After the War, teacher self advocacy remained muted but other sectors of the culture ramped up to alter public education as the primary tool for building a modern society, and with it, the public’s perception of what it meant to be a teacher.
The movie movement began in earnest to influence the perception of public education. In 1955 Hollywood chose to highlight violence in “The Blackboard Jungle”. Rather than providing an impetus to problem solving, it became a rationale for criticism and downgrading of public education’s image. On Broadway and soon in theaters, “Inherit the Wind” presented the right of a public school teacher, John Scopes, to teach evolution. That argument is still current today and had a similar effect. Even though it may have been meant to advocate for academic freedom, it tended to present the teacher as an agent not subject to cultural control. This was in contrast to the benign and sentimental portrayal in “Goodbye, Mr. Chips” of the previous decade.
In the emerging world of television, Our Miss Brooks, played by Eve Arden, teaches English at Madison High, rents a room from Mrs. Davis, gets rides to school with student Walter, fights with Principal Conklin, and tries to snag shy biology teacher Boynton. It is significant that in the last year she switches to Mrs. Nestor’s private school.
Playing a witty, no-nonsense teacher, Miss Brooks is seen as a force not to be fooled, yet only within the walls of her classroom. Outside of this small arena, she is still unfulfilled romantically and so poor she cannot afford her own transportation to her classroom. Little attention is placed on her skills; rather it is her disciplinary attitude that is emphasized. She’s a good kid keeper.

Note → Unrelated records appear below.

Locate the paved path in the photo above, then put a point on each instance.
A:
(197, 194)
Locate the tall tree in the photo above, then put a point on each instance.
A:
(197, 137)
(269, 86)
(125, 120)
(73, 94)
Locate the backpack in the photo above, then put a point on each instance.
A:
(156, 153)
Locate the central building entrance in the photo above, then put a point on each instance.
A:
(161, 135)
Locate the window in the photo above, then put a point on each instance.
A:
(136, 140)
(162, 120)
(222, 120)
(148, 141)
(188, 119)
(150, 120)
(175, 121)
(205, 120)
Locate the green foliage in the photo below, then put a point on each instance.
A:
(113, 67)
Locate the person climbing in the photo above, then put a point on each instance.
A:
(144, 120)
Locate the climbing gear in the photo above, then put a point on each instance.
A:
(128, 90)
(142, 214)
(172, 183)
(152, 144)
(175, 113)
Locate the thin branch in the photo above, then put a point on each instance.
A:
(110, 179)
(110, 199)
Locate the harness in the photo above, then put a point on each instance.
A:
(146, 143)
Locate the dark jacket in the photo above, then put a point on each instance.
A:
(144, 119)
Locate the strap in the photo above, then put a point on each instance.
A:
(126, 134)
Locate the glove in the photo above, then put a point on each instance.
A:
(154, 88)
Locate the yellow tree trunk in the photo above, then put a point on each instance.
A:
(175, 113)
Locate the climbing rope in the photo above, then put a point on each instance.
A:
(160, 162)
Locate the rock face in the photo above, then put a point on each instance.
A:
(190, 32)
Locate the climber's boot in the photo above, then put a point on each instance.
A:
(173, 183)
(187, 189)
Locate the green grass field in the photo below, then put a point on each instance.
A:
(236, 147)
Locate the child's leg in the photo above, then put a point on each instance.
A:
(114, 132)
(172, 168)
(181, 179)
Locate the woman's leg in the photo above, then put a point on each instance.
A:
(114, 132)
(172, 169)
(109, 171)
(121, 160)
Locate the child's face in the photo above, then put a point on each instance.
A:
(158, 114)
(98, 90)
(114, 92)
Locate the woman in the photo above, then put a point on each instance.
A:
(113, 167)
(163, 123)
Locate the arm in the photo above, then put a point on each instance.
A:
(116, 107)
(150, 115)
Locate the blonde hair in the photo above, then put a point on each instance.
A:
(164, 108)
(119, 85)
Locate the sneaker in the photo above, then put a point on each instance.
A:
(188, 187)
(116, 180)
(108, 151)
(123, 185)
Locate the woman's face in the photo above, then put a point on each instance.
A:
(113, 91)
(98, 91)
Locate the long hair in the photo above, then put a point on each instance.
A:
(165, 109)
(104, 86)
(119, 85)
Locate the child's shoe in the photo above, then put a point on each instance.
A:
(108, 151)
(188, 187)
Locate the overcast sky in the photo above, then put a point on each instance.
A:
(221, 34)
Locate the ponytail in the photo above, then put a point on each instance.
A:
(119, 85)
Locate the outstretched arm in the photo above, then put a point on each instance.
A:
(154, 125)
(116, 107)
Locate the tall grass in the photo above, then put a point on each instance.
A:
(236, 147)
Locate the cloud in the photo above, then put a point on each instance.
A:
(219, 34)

Television wasted no time in launching its own educational or children’s content, piped directly into the children’s living room. Tucked in between westerns, cozy family scenarios, and crime dramas were Captain Kangaroo, Kukla Fran and Ollie, Romper Room, or HowdyDoody.
Children and their world were suddenly the important person, somewhat autonomous, and the focus on the show. While the family shows treated the younger members as part of the unit, Leave It to Beaver focused on a bewildered younger brother, Dennis the Menace presented mischievious behavior as funny, and Lassie featured boy’s best friend.
Quiz shows awarded money for knowledge. However The Rebel introduced the concept that being against authority could be a good trait. The Twilight Zone stood alone in exploring imagination and more serious perspectives on human nature. These shows began to change what people perceived as acceptable or desirable in family life, society, and even where learning could be found.
Meanwhile male scholars were busy, ramping up their views of how to model education by focusing on what they thought was wrong with it. Proposals for new school models included Bruno Bettelheim’s work in 1950, Milton Friedman proposed school vouchers in 1955, and John Goodlad proposed ungraded schools as the decade came to a close.
Major criticism of public education was led by Arthur Bestor, Jr., who complained about educational standards in 1953, calling education “a wasteland” and Rudolph Fleish explained why Johnny couldn’t read in 1955.
The red herring of the space race was laid at education’s feet when Life magazine wasted no time in comparing U.S. and Soviet systems of education in 1958 after the October 4, 1957 launch of Sputnik. Not to be outdone, C.P. Snow published “The Two Cultures” in 1959 claiming that the separation between science and humanities was hindering our ability to solve social problems. This set a precedent for laying any perceived cultural problem at the door of the teacher, who was heavily supervised and shackled in what she could and could not present.
In the higher realms of the universities, Harvard had time to agonize over whether we could afford academic freedom in 1951. In contrast to Snow, in the same year Talcott Parsons had explained how education was a socializing force. Two years later how public schools dealt with religion was studied. Benjamin Bloom sought to categorize education into a hierarchy with his Taxonomy in 1956. To this day, this is one of the more useful developments that have practical benefits for teahcers.
During this decade Kingsley Amis published a satire about the academic world called “Lucky Jim.” Meanwhile a real Lucky Jim, Ivan Dixon, who later starred in “Hogan’s Heroes” and many other dramas, graduated from Lincoln Academy, a refuge for black students during segregation, claiming that “that school saved my life.” (http://schugurensky.faculty.asu.edu/moments/#50s) And in 1957 women had to disguise themselves as men to sneak into a campus lecture by John F. Kennedy. (http://schugurensky.faculty.asu.edu/moments/1957sarick.html)
But the voices that supported public education teachers were well muted. Critics would become even more strident in the next decade.